Not all celebrity-gods are created the same. For example, after a bizarre afternoon with Elvis, Paul McCartney was asked how it was to be with the King of Rock 'n' Roll. “Odd,” was all he said. Outside of wearing just a hint of eye shadow and a wardrobe of pink and black -- let’s not forget the cars Elvis bought by the dozens, his obsession with police badges or his peanut butter-bacon-and-banana sandwiches -- Elvis is nowhere near the weirdness facing today’s celebrities. Plus, Elvis actually had incredible talent, therefore, earning his celebrity-badge.
What is it that makes Americans so fascinated with celebrities who sin, fail, and die? I would argue that these celebrities fail to find happiness -- which is why their quest for popularity becomes their primary source of identification.
In Western movies the cowboy is always unpopular. Clint Eastwood's cowboy characters always did what was right -- even though everybody found it unpopular. This is why America loves cowboy movies. The cowboy shows up to a town filled with crooks and cowards. Cowboy cleans house and leaves town. BTW: When the Left used "cowboy" as a perjorative to describe President Bush I always saw it as a compliment. But I digress.
The popular and famous validate us. We might all lust for the material things and the fame that they attain, but because we can not reach that goal, we take satisfaction in seeing that they made it to the "promised land" and found it empty. We need to know that it is not enough -- you can have it all and still have nothing.

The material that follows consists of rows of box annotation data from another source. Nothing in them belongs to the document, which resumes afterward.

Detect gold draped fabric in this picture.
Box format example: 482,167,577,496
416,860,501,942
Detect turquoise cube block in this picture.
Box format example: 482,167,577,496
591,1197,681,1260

Now for the politically incorrect moral of my story: We are all searching for something to validate our life. We inherently know that what the world offers is crap. When we stop trying to find validation, identity, and popularity from the world, we will be on the right road. This road will reveal that there is only one way to the Promised Land, and the God who opens the doors does not sin, fail, or die. Furthermore, following God is one of the few guaranteed roads to unpopularity. Just ask the cowboy.